"The end of the 1970s saw the completion of Japan's postwar construction, as well as a withering of the student movement and the various terrorist acts that had shaken the global community. The early 1980s was a brief interlude of calm, anticipating the end of the long Showa era, before Japan was deluged by the bubble economy.

I had just returned to Japan in 1980, after studying for four years in Flanders where time moves slowly, and the atmosphere is very relaxed. In addition to the rapidly advancing westernization, the reality of this new Tokyo, where old pre-war Showa is blended with modern Showa (post-war) looked disorderly and chaotic to me, and it was not easy to capture it visually.

I struggled to realize my own mode of expression in this home country of mine, and began by chasing lights of the night-time to deflect this chaos."

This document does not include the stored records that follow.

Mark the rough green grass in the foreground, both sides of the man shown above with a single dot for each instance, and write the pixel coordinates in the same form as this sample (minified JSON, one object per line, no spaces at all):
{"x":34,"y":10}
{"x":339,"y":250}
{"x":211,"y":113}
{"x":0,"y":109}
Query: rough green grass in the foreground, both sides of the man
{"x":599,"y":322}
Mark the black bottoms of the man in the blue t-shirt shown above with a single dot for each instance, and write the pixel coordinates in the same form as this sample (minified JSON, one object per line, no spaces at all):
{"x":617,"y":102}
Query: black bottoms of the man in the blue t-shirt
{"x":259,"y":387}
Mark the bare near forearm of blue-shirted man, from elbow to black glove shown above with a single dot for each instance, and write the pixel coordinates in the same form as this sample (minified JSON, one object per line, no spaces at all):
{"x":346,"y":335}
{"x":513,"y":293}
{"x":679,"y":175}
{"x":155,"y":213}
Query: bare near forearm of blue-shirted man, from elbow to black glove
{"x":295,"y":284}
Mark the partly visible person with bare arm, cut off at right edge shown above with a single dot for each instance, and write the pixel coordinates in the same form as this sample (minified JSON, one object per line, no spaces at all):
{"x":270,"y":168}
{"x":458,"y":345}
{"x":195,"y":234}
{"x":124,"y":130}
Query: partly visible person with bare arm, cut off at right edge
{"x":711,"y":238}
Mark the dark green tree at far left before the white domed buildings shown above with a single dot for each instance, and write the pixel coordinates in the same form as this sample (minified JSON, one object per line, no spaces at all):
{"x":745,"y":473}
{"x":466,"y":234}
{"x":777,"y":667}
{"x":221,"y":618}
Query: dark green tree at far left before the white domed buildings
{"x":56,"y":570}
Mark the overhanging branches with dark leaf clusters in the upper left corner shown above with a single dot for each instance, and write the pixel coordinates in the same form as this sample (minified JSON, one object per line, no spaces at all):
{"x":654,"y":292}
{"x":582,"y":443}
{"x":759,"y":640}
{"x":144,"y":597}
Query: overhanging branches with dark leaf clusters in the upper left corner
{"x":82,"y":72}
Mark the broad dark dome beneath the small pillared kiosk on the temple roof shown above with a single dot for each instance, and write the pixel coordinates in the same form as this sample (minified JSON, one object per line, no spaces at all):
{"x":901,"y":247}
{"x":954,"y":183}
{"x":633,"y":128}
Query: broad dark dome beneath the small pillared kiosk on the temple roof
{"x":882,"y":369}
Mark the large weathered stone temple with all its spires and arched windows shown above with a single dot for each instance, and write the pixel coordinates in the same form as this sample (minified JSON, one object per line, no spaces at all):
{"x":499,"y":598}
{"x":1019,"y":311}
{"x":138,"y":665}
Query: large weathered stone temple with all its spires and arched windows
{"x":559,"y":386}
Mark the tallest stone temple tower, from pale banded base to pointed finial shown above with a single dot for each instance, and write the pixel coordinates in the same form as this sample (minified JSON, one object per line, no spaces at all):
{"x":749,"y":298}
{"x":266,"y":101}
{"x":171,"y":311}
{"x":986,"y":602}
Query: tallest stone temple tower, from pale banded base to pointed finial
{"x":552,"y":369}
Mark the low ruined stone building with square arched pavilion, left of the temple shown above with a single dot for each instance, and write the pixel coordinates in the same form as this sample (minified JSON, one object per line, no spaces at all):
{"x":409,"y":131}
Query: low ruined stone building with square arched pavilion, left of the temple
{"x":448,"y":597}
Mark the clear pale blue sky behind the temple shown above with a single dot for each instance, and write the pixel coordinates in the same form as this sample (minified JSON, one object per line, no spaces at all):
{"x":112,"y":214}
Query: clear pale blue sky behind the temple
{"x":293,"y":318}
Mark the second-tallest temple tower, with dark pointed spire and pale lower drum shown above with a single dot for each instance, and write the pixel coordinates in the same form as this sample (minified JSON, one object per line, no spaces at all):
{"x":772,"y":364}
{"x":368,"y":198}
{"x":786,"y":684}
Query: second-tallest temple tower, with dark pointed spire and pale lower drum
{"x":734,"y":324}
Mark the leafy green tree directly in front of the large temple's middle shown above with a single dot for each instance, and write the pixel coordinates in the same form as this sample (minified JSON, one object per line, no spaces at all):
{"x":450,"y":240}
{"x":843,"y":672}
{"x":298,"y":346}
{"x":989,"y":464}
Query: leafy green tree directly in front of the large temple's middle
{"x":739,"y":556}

-Toshio Shibata, afterword Yodaka

Published by Zen Foto gallery in 2015, Yodaka is Toshio Shibata's most recent publication. Known for his imagery which capture the relationship between the man-made and natural, Shibata's Yodaka presents a collection of photographs which attempt at making sense of Japan's post-war environment. Photographed in black and white, the 41 images bound within this publication provides viewers the opportunity to glimpse at a body of work; captured soon after Shibata's return to Japan after his fellowship in Ghent at the Royal Academy of Fine Arts in 1979.

Artist Profile

Toshio SHIBATA

Born in 1949 in Tokyo, Toshio Shibata has been producing a body of photographs which both question and recreate the image as landscape. Travelling across the country of Japan to journeying through America, Shibata's imagery presents a the relationship between humans and their environments, highlighting both the descructive and creative powers of the human presence within nature.